In [1]:
from transformers import BigBirdForPreTraining, FlaxBigBirdForPreTraining, FlaxBigBirdForQuestionAnswering, BigBirdForQuestionAnswering
import numpy as np
import jax
import torch
import jax.numpy as jnp

MODEL_ID = "google/bigbird-base-trivia-itc"

def get_difference(torch_array, jx_array):
    torch_array = torch_array.detach().numpy()
    jx_array = np.array(jx_array)
    return np.max(torch_array - jx_array)

In [2]:
fx_model = FlaxBigBirdForQuestionAnswering.from_pretrained(MODEL_ID, attention_type="block_sparse", from_pt=True, hidden_act="gelu_new")
model = BigBirdForQuestionAnswering.from_pretrained(MODEL_ID, attention_type="block_sparse", hidden_act="gelu_new")

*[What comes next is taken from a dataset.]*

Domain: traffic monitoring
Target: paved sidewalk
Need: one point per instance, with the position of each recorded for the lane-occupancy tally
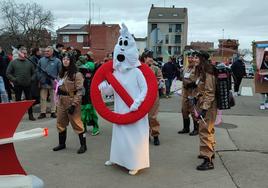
(172, 163)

Some weights of the model checkpoint at google/bigbird-base-trivia-itc were not used when initializing FlaxBigBirdForQuestionAnswering: {('bert', 'embeddings', 'position_ids')}
- This IS expected if you are initializing FlaxBigBirdForQuestionAnswering from the checkpoint of a model trained on another task or with another architecture (e.g. initializing a BertForSequenceClassification model from a BertForPreTraining model).
- This IS NOT expected if you are initializing FlaxBigBirdForQuestionAnswering from the checkpoint of a model that you expect to be exactly identical (initializing a BertForSequenceClassification model from a BertForSequenceClassification model).


In [3]:
np.random.seed(0)
array = np.random.randint(1, 1024, size=(1, 768))

jx_array = jnp.array(array)
torch_array = torch.tensor(array, dtype=torch.long)

jx_array.shape, torch_array.shape

((1, 768), torch.Size([1, 768]))

In [4]:
fx_out = fx_model(jx_array)
# fx_out

In [5]:
with torch.no_grad():
    torch_out = model(torch_array)
# torch_out

In [6]:
print("difference in inputs:", get_difference(torch_array, jx_array))

print("difference in start logits", get_difference(torch_out["start_logits"], fx_out["start_logits"]))

print("difference in end logits", get_difference(torch_out["end_logits"], fx_out["end_logits"]))

# print("difference in logits:", get_difference(torch_out["prediction_logits"], fx_out["prediction_logits"]))

# print("difference in seq-logits:", get_difference(torch_out["seq_relationship_logits"], fx_out["seq_relationship_logits"]))

difference in inputs: 0
difference in start logits 1.335144e-05
difference in end logits 1.04904175e-05


In [7]:
fx_out["start_logits"].shape, fx_out["end_logits"].shape

((1, 768), (1, 768))